Beatriz Williams’s The Summer Wives explores the secrets of an insular community

For Miranda Schuyler, the protagonist of Beatriz Williams’s The Summer Wives, Winthrop Island is more than an obscure, elusive place off the coast of Connecticut. From the moment of her first arrival in 1951—on the eve of her mother’s wedding to one of the island’s wealthy summer residents—this insular community draws her into its coded world of secrets, gossip, and cross-cultural tensions.

Right away, Miranda learns from her new stepsister, Isobel, that she will need to learn a subtle-seeming but airtight set of rules. This code will govern her behavior and her relationships with a range of island personalities, including Joseph, the handsome, thoughtful son of the lighthouse keeper. Through Isobel’s love of risk-taking and her own ambiguous bond with Joseph, Miranda finds herself lured into myriad power struggles among her glamorous new family’s moneyed crowd, as well as the struggles of people like Joseph—who comes from one of the island’s working-class Portuguese families.

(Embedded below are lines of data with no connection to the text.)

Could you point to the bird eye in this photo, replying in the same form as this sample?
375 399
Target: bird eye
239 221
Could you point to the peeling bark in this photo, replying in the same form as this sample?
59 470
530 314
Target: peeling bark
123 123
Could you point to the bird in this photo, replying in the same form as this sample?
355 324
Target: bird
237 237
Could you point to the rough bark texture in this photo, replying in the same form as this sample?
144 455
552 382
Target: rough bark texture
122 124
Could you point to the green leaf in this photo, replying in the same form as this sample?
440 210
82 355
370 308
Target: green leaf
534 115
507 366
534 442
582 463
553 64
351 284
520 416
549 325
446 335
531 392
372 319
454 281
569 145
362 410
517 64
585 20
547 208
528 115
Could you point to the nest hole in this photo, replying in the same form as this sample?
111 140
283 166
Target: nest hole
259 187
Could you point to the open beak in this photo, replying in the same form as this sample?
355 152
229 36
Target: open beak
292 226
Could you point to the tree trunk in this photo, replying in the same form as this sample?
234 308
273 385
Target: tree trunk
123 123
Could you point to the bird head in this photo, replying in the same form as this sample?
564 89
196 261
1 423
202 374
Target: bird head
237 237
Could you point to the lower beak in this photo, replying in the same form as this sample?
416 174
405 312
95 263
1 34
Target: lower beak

The novel follows Miranda’s entanglement with Winthrop Island over many years, both before and after a pivotal disaster which lands Joseph in prison and transforms her from the community’s favorite newcomer into a scandalous troublemaker in social exile. No matter how far she travels, though, her business with Winthrop remains unfinished. At the outset of the novel’s main action, which takes place in the late 1960s, Miranda learns that Joseph has escaped from prison, his whereabouts a mystery. After years spent building a life elsewhere, Miranda returns to Winthrop to claim her place there, whether its refined coterie wants her back or not.

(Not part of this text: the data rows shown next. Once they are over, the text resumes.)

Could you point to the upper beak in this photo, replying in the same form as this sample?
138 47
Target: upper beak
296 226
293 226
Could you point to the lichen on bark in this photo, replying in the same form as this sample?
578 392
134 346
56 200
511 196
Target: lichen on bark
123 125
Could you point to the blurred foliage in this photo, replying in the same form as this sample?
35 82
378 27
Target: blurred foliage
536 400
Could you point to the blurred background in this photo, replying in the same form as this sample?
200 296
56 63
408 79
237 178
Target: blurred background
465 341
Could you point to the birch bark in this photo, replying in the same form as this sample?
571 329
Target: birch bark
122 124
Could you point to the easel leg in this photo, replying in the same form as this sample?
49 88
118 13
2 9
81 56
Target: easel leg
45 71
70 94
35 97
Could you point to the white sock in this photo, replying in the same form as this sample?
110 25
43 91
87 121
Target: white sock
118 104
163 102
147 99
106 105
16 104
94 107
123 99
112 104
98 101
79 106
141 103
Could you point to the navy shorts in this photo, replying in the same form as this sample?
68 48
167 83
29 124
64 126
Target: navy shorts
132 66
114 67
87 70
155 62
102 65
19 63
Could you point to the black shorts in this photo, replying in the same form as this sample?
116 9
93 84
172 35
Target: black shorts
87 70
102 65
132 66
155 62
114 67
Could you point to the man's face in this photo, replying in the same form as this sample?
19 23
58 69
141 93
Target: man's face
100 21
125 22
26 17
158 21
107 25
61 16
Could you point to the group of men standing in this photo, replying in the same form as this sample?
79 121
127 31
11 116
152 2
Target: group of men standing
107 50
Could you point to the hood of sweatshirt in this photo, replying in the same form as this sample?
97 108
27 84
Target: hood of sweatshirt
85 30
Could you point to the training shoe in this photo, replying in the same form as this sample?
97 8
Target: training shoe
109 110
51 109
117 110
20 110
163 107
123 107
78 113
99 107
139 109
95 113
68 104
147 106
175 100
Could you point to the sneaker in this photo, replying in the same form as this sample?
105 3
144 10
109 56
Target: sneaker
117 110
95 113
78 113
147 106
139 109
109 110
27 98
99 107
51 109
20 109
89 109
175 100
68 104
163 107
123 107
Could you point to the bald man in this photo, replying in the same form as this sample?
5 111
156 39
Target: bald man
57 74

Williams plays up the novel’s many allusions to Shakespeare’s The Tempest, including Miranda’s name, which was given to her by her father, an art teacher. After his death in World War II, Miranda takes on his love of Shakespeare, growing up to become a well-known actress. And Winthrop Island, with its perilous surrounding waters and mysterious inhabitants, is meant to evoke the strange magic of Prospero’s island. More than a backdrop of lighthouses and lobstermen, Winthrop emerges as a vibrant presence. For all its tangled plot and crowd of characters, the novel’s most intriguing element turns out to be the island itself.

Deep cultural contradictions persist between Winthrop’s wealthy summer residents (known as the Families) and the year-round Portuguese inhabitants who own local businesses, run lobster boats, and clean the summer houses. The contrasts between these populations form the most interesting tensions in The Summer Wives. A local woman named Bianca, who works at the island general store, observes these differences in terms of how the shelves are stocked, in particular the prepackaged and unadventurous food the summer crowd prefers—especially canned soup, to Bianca’s bafflement: “She prefers the soups Tia Maria makes from scratch and simmers all day in an iron pot on the stove, full of herbs and vegetables and shellfish, whatever’s fresh from the sea, but the Families like their food bland, apparently. Bland and stale and rich, just like themselves.”

The Summer Wives spins a memorable world to surround its complex plot of family intrigue and long-buried secrets. Miranda must navigate this peculiar environment to get to her own past’s wilder truth, where it waits at the water’s edge.